1 Peter 2:16 (NLT) For you are free, yet you are God’s slaves, so don’t use your freedom as an excuse to do evil.
Did I read that correctly? We’re free yet we’re slaves? When did I sign up for slavery?
This stuff is confusing!
In his book Not a Fan, Kyle Idleman points out that Peter, Paul, James, and Jude all introduce themselves as slaves of God. Follow the links. It’s true. Their bios don’t tout their status as His apostles or their accomplishments on Jesus’ behalf. They voluntarily claim the position of slave. Even Bill Bright, founder of Campus Crusades for Christ who impacted billions of people before his death in 2003, has three words on his tombstone: Slave for Jesus.

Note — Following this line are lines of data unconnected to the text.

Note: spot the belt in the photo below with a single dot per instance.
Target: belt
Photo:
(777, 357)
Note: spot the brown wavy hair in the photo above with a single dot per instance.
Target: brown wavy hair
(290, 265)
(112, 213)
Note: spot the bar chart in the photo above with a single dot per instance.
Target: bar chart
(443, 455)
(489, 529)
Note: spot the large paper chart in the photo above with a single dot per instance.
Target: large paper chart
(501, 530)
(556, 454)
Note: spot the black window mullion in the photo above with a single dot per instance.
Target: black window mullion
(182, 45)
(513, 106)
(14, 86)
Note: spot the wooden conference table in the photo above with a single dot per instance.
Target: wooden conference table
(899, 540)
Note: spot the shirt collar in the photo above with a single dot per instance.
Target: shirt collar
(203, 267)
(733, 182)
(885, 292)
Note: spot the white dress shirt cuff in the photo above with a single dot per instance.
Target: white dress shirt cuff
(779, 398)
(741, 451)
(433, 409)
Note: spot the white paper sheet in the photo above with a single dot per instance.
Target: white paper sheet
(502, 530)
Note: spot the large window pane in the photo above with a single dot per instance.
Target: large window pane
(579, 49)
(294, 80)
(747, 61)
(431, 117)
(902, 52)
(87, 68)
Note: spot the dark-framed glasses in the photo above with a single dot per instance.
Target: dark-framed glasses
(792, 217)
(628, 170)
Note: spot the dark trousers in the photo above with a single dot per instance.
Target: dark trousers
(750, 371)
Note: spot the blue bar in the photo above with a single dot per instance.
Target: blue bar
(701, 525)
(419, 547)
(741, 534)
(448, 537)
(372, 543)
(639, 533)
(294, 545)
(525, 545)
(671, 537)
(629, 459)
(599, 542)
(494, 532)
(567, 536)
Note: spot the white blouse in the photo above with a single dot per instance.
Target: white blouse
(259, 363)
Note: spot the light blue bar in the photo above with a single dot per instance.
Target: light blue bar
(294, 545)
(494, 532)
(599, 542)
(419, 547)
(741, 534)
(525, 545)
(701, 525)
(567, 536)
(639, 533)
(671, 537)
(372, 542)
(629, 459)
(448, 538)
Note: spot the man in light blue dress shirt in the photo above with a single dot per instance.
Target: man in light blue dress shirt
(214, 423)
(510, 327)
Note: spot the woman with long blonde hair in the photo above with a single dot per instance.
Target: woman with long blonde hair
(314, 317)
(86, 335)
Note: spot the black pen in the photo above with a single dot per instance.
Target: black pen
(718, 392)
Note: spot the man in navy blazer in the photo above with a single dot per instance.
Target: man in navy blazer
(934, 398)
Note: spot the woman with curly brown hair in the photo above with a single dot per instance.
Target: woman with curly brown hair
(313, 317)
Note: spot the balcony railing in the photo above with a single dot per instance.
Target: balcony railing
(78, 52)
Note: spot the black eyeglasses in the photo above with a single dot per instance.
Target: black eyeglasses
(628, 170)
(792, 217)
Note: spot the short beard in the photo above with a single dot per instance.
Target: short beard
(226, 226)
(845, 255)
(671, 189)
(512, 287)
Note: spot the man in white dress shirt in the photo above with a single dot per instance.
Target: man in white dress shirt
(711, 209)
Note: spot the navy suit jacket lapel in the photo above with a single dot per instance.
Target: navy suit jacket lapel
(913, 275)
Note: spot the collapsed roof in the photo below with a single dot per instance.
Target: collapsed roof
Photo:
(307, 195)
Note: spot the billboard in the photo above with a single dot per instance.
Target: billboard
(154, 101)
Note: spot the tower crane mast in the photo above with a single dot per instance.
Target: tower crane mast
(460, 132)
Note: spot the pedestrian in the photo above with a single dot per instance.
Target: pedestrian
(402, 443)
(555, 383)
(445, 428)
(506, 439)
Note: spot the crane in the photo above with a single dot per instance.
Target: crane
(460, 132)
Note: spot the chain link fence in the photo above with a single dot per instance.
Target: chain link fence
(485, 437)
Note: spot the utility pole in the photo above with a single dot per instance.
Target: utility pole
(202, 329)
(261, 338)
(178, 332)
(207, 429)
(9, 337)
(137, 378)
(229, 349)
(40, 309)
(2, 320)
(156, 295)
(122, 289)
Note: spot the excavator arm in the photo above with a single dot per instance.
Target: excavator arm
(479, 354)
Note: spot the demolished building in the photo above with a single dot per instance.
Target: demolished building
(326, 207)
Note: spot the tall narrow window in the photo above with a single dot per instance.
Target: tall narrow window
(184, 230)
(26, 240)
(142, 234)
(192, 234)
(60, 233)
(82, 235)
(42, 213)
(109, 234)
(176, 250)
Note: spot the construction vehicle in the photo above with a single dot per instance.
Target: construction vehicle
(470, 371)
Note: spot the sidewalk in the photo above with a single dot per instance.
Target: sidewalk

We don’t like this word ‘slave’. Our country’s history and ongoing human trafficking worldwide evoke a strong negative response. It’s repulsive. But the Greek word doulos, which is also translated servant, is used to describe followers of Jesus about 130 times in the New Testament. The original readers heard ‘slave’ every time, not servant.
Idleman also explains that when Jesus is called Lord (capitalized), it is kyrios which is a slavery word - the title given to the owner of the slave. My handy dandy Keyword Study Bible tells me this specific slave owner title is used 635 times in the New Testament.
You are free, yet you are God’s slaves.
This is probably new information for you. It is for me. It has opened my eyes to view many passages in a fresh way. It will take some time to think about.